Geometrically unirational varieties that are not unirational By a variety over a field $k$, I mean a scheme that is separated and
of finite type over $k$. I indicate changes of the base ring by
subscripts.

Does there exist a smooth and projective variety $V$ over some field $k$, with
$V(k)\neq\emptyset$, that is geometrically unirational, i.e.,
there exists a dominant rational map $$\mathbf{P}^n_{\overline{k}}
\dashrightarrow V_{\overline{k}}$$ for some integer $n$, but not
unirational, i.e., there does not exist a dominant rational map
$$\mathbf{P}^n_k \dashrightarrow V$$ for any integer $n$.

I don't recall ever coming across an example of a $V$ as in the question.

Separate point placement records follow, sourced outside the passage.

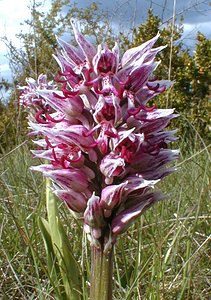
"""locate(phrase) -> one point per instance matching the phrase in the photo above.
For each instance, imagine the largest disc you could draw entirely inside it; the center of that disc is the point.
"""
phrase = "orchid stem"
(101, 274)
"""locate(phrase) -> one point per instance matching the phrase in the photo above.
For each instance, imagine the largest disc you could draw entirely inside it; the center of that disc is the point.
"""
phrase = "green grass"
(164, 255)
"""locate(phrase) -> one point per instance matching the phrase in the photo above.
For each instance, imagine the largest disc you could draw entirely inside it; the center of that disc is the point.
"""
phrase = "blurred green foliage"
(190, 71)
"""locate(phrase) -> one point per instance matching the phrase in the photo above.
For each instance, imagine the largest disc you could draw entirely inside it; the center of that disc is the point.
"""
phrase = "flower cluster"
(106, 148)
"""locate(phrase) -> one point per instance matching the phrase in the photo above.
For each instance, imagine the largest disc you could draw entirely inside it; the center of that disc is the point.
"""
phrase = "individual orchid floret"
(106, 147)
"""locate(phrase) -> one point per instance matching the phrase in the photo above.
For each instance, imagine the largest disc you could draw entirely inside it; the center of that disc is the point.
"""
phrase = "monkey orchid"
(106, 146)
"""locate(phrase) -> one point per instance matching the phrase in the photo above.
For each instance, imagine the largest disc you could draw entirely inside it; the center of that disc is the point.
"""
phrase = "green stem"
(101, 274)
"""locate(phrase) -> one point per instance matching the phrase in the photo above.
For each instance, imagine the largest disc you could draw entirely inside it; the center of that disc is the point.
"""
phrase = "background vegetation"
(166, 254)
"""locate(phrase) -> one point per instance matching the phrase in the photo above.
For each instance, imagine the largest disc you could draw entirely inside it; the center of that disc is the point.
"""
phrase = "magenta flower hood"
(106, 147)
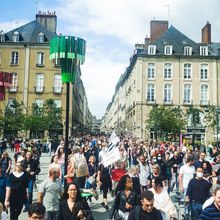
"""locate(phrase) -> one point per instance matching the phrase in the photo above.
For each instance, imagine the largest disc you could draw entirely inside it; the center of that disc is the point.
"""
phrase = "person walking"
(197, 193)
(72, 206)
(125, 199)
(146, 211)
(212, 211)
(31, 168)
(19, 191)
(50, 191)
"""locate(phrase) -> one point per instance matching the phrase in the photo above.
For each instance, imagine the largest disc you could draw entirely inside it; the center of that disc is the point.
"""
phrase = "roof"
(177, 39)
(29, 33)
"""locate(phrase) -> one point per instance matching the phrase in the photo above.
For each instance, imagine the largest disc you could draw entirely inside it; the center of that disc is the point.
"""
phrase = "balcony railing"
(57, 90)
(39, 89)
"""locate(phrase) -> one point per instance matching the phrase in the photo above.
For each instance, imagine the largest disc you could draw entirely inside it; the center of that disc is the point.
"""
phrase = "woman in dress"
(162, 200)
(73, 206)
(125, 200)
(6, 163)
(19, 191)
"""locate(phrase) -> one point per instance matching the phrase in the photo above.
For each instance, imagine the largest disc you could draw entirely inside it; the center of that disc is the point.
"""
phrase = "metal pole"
(67, 129)
(217, 118)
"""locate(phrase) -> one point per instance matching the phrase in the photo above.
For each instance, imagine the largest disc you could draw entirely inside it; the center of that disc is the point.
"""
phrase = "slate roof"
(28, 33)
(178, 40)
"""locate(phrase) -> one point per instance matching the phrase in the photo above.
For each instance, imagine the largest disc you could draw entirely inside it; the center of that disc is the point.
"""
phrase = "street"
(98, 211)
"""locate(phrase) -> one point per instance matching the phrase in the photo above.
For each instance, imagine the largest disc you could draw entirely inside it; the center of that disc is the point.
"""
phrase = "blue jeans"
(30, 192)
(196, 210)
(51, 215)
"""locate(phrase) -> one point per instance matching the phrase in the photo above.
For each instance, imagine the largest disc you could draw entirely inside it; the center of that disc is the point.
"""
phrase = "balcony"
(13, 89)
(151, 101)
(187, 102)
(39, 90)
(57, 90)
(167, 102)
(40, 65)
(204, 102)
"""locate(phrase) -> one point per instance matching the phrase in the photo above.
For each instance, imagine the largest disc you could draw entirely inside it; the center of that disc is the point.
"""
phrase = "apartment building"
(25, 52)
(168, 69)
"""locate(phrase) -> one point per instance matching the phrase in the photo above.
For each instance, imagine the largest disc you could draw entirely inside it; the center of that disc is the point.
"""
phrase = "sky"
(111, 28)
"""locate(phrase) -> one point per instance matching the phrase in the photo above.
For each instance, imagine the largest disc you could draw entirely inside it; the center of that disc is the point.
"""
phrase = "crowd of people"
(141, 182)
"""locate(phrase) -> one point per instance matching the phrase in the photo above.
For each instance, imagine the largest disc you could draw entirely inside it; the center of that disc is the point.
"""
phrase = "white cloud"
(8, 26)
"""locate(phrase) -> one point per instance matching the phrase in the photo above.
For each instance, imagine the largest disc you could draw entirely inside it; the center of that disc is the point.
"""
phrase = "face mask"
(199, 175)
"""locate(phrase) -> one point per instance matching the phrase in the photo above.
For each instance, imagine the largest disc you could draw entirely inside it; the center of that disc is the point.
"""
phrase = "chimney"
(48, 20)
(206, 33)
(157, 28)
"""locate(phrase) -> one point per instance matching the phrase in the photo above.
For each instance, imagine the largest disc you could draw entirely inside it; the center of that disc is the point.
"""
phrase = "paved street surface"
(98, 211)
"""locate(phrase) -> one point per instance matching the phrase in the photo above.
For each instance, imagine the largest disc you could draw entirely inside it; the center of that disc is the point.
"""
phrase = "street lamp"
(69, 51)
(217, 124)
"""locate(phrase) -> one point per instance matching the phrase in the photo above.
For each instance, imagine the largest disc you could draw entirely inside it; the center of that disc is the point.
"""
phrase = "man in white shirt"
(144, 172)
(186, 173)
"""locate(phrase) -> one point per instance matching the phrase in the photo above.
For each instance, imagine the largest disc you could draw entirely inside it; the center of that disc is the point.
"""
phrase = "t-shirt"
(4, 182)
(51, 191)
(154, 215)
(188, 173)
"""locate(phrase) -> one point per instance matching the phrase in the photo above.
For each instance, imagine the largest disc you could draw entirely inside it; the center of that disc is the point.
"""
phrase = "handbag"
(117, 216)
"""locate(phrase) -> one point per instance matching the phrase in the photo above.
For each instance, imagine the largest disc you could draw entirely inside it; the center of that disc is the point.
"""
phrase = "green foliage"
(211, 117)
(194, 114)
(164, 119)
(53, 115)
(14, 117)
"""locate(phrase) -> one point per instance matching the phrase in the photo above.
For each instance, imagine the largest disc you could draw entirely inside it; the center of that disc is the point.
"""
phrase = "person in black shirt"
(197, 193)
(147, 211)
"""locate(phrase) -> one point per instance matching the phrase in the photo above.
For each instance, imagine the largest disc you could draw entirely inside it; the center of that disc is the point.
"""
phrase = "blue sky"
(111, 28)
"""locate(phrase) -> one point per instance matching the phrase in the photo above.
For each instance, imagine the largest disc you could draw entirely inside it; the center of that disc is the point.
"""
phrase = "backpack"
(81, 167)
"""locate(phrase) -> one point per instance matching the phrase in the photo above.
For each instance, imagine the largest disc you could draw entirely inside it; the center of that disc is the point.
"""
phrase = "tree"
(35, 120)
(164, 119)
(53, 117)
(13, 118)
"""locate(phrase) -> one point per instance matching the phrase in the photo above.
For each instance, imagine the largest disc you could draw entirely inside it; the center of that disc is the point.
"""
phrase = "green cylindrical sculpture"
(69, 51)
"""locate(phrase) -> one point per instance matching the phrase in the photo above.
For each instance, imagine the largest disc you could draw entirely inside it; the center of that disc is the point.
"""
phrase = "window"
(188, 51)
(204, 95)
(151, 49)
(14, 83)
(187, 94)
(39, 102)
(168, 50)
(14, 57)
(167, 71)
(15, 37)
(40, 38)
(39, 82)
(151, 71)
(40, 58)
(167, 93)
(204, 50)
(204, 71)
(150, 93)
(57, 83)
(58, 103)
(2, 36)
(187, 71)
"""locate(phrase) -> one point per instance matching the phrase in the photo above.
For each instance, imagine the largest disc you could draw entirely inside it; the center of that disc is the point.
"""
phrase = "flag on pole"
(112, 154)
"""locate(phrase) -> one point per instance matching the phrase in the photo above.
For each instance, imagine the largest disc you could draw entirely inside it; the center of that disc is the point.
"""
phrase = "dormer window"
(40, 38)
(2, 36)
(204, 50)
(15, 37)
(188, 51)
(151, 49)
(168, 49)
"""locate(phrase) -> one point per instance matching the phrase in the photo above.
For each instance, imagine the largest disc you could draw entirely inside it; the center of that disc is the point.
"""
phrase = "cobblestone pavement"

It is a classical fact that any such $V$ has to have dimension at least $2$. Furthermore, I think I would have known if any examples existed where the dimension of $V$ is $2$. On the other hand, while the condition $V(k)\neq\emptyset$ is
certainly needed to keep the question from having a trivial answer in
the positive (e.g., let $V$ be a smooth cubic surface in
$\mathbf{P}^3_k$ that does not have a $k$-point), it seems too
unnatural to me to be sufficient for a negative answer to the
question in general. 
NB. I realize that some people (including myself at times) use the
term "(uni)rational" for the concept I'm referring to as "geometrically
(uni)rational". However, when comparing the two properties, I somehow
prefer talking about "geometrically unirational vs. unirational" to
"unirational vs. unirational over the ground field".
Some edits made to reflect comments by Jason Starr and ayanta; see below.

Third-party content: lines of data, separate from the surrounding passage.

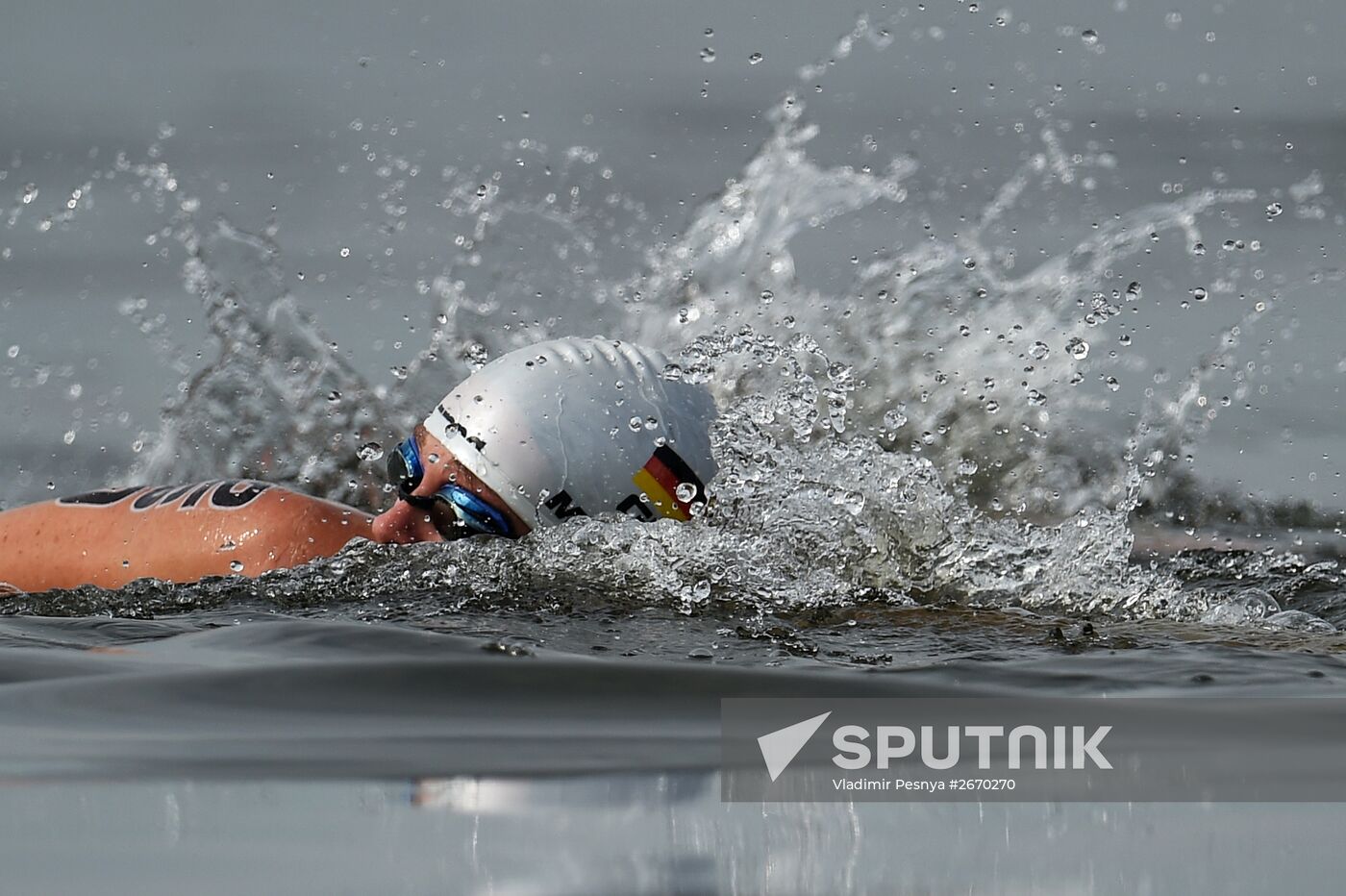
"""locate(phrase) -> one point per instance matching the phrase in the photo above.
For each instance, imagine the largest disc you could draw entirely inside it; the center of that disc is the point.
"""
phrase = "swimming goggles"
(406, 472)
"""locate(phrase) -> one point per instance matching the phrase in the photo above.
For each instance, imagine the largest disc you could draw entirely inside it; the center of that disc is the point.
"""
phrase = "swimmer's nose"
(403, 525)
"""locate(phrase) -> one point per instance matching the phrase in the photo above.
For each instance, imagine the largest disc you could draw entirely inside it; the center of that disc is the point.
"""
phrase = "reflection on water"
(633, 834)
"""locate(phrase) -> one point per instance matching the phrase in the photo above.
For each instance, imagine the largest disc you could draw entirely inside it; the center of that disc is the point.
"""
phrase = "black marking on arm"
(101, 498)
(233, 494)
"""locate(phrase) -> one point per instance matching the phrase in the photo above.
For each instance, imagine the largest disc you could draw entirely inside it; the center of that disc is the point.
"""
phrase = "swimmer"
(564, 428)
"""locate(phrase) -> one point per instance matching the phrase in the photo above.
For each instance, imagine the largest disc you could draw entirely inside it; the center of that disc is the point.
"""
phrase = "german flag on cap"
(661, 477)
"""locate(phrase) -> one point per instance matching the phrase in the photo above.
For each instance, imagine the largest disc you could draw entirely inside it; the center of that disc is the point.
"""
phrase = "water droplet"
(895, 418)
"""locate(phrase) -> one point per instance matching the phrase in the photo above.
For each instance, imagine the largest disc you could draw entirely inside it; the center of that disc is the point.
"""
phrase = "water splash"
(874, 440)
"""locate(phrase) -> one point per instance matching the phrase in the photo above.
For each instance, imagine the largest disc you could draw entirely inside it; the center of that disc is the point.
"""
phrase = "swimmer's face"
(404, 524)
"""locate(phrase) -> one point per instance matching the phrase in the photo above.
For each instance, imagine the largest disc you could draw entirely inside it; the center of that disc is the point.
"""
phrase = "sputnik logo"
(783, 745)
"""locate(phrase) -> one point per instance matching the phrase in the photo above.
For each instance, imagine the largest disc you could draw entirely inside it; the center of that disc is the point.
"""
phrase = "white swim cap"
(579, 427)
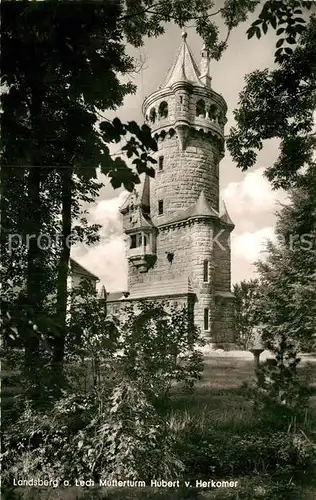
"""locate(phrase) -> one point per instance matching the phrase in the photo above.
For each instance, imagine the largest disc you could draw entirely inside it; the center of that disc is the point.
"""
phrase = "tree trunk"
(62, 292)
(34, 279)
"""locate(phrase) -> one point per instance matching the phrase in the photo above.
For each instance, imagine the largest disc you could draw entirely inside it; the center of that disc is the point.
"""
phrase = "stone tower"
(177, 229)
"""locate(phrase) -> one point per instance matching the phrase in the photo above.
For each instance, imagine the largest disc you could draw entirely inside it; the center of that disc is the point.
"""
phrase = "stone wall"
(223, 327)
(117, 307)
(222, 258)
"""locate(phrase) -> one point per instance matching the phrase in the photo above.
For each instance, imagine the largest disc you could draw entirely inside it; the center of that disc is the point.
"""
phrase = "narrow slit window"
(206, 271)
(133, 241)
(206, 319)
(160, 163)
(160, 207)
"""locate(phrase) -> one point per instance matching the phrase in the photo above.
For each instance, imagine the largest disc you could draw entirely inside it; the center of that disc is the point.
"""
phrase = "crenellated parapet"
(186, 100)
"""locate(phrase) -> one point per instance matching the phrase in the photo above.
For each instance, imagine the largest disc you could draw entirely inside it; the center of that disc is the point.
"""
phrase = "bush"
(281, 455)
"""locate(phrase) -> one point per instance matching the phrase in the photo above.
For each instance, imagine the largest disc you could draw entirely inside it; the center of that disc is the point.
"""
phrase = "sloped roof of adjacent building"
(184, 68)
(76, 268)
(115, 296)
(180, 286)
(141, 194)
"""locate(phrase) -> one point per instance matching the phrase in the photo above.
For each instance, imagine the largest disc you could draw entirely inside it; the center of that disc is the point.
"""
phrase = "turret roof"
(201, 208)
(184, 68)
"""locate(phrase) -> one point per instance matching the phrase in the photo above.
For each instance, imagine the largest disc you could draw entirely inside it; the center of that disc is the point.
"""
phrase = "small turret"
(205, 68)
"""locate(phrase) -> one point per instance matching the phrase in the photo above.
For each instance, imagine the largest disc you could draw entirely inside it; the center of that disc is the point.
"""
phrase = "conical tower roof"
(201, 208)
(184, 68)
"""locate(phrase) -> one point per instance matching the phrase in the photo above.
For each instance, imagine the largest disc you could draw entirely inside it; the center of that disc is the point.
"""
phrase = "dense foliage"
(245, 312)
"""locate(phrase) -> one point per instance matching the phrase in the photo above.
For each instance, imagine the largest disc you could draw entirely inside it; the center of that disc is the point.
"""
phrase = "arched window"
(206, 271)
(163, 109)
(200, 109)
(206, 319)
(152, 115)
(213, 112)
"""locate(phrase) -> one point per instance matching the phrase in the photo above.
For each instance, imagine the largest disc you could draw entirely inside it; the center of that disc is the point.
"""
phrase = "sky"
(250, 200)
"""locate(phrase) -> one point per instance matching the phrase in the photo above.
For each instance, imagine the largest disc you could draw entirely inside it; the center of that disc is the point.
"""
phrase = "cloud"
(250, 246)
(253, 194)
(107, 258)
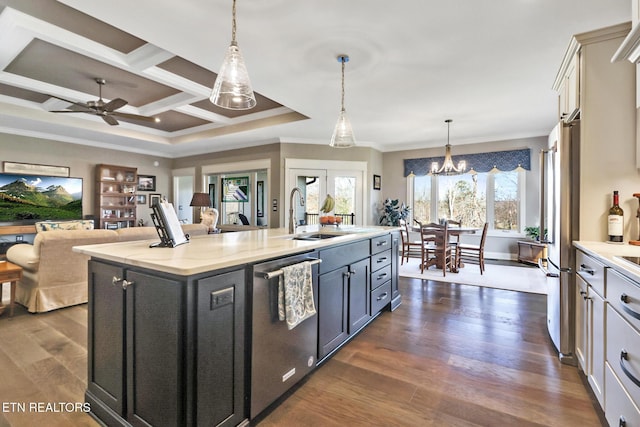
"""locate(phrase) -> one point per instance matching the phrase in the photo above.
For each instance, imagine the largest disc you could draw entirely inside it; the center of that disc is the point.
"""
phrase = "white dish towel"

 A: Here is a sketch of a counterexample, but I will need to add more details.  Let $k$ be an infinite field.  Let $G$ be a (smooth, connected) semisimple algebraic group scheme of adjoint type over $k$.  Assume that $G$ is "quasi-split", i.e., there exists a closed smooth subgroup scheme $B$ in $G$ that is smooth over $k$ and whose base change to an algebraic closure of $k$ is a maximal, connected, solvable subgroup scheme.  Let $\mathcal{T}_B$ be a $B$-torsor over $k$ whose associated $G$-torsor, $\mathcal{T}_G$, is nontrivial.  Obviously I need to prove that there exists such a $(G,B,\mathcal{T}_B)$, but let's assume for the moment that it exists.

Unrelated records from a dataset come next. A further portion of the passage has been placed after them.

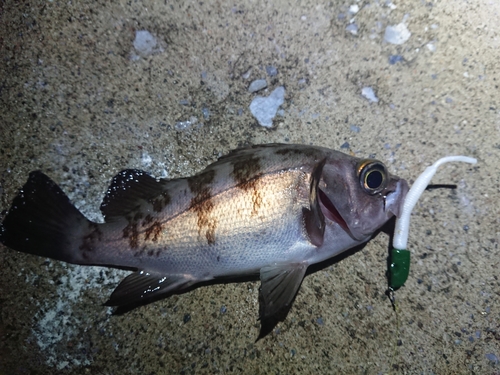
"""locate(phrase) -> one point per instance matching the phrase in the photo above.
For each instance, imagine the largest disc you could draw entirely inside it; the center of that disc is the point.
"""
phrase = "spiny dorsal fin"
(127, 191)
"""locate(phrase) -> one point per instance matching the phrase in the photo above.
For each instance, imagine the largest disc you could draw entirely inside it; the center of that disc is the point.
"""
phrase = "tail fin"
(42, 221)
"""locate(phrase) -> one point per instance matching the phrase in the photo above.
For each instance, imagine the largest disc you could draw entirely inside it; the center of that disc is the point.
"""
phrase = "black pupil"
(374, 179)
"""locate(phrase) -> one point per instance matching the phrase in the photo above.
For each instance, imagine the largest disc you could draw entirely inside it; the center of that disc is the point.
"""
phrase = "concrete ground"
(80, 102)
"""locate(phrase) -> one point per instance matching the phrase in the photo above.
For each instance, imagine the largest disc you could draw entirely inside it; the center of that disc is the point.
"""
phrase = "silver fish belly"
(268, 210)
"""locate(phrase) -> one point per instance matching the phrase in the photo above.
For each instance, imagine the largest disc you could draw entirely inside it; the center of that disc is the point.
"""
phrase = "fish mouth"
(394, 200)
(331, 212)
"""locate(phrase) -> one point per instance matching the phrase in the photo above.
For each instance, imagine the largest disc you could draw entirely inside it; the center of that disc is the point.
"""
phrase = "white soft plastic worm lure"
(400, 257)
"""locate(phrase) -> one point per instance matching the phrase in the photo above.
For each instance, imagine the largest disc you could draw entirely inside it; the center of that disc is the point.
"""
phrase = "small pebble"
(393, 59)
(257, 85)
(146, 44)
(271, 71)
(355, 129)
(206, 113)
(264, 109)
(352, 28)
(492, 358)
(369, 94)
(397, 34)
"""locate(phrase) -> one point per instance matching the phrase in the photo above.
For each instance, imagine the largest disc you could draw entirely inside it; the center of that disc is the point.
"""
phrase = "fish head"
(360, 195)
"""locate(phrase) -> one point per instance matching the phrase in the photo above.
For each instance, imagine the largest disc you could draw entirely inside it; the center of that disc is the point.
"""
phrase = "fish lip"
(331, 212)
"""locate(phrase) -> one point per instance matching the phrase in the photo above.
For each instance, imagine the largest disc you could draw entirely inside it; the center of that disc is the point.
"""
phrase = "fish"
(265, 211)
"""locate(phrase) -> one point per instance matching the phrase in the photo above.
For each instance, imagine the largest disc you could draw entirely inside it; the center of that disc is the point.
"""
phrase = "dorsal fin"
(127, 191)
(314, 219)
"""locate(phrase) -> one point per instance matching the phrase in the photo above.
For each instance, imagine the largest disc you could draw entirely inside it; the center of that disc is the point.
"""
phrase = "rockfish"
(268, 210)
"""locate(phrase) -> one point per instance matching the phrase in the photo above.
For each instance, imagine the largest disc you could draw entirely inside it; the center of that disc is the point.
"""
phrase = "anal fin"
(143, 286)
(279, 285)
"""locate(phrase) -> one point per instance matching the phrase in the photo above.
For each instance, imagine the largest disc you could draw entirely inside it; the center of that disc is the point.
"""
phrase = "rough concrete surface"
(80, 102)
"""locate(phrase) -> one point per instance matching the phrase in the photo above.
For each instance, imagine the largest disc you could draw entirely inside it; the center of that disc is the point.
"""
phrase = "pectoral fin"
(279, 285)
(142, 286)
(314, 220)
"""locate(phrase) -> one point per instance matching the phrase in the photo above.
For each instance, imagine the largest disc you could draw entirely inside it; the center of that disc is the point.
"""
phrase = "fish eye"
(372, 176)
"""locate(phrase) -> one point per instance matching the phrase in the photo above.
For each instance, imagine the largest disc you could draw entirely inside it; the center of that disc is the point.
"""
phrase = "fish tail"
(42, 221)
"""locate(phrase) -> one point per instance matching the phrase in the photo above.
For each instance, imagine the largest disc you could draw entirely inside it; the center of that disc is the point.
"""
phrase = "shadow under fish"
(267, 211)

There is a "wonderful compactification" $\widehat{G}$ defined over $k$ that contains a copy of $G$ as a dense open subscheme and such that the natural action of $G\times G$ on $G$ (by left and right multiplication) extends to all of $\widehat{G}$.  The scheme $\widehat{G}$ is smooth and projective over $k$.  The minimal $G\times G$-orbit in $\widehat{G}$ is isomorphic to $(G/B)\times (G/B)$.  Using the left action on $\mathcal{T}_G$ and the right action on $\widehat{G}$, form an action of $G$ on $\widehat{G}\times \mathcal{T}_G$.  Since the action of $G$ on $\mathcal{T}_G$ is free, so is the action on $\widehat{G}\times \mathcal{T}_G$.  
The  geometric quotient $\widehat{\mathcal{T}_G} = (\widehat{G}\times \mathcal{T}_G)/G$ is a smooth, projective $k$-scheme that contains $\mathcal{T}_G$ as an open subscheme and is geometrically isomorphic to $\widehat{G}$.  The stratum $(G/B)\times (G/B)$ becomes $(G/B)\times (\mathcal{T}_G/B)$.  The point is, since $\mathcal{T}_G$ is induced from the $B$-torsor $\mathcal{T}_B$, the quotient $\mathcal{T}_G/B$ has a $k$-point, namely the image of $\mathcal{T}_B$.  Thus, the "deepest stratum" in $\widehat{\mathcal{T}_G}$ has a $k$-rational point.  Yet, since $\mathcal{T}_G$ is nontrivial, there are no $k$-rational points in this dense open subset.  Over an infinite field $k$, this is enough to insure that $\widehat{\mathcal{T}_G}$ is not unirational.  However, it is geometrically isomorphic to $\widehat{G}$, which is rational.
$\textbf{Edit}$.  The "details" above turn out to be impossible in the adjoint case, as Xuhan points out: there is no such triple $(G,B,\mathcal{T}_B)$.  In the intermediate case, it may be possible.  However, even for perfect fields (where there is no issue with constructing wonderful compactifications via descent), the wonderful compactification of a non-adjoint group tends to be singular (although geometrically normal).  
A: Rosenlicht found forms of $\mathbb{G}_a$ over a nonperfect field $k$ that have only finitely many points, hence are not unirational over $k$ (but, of course, become rational over the algebraic closure of $k$).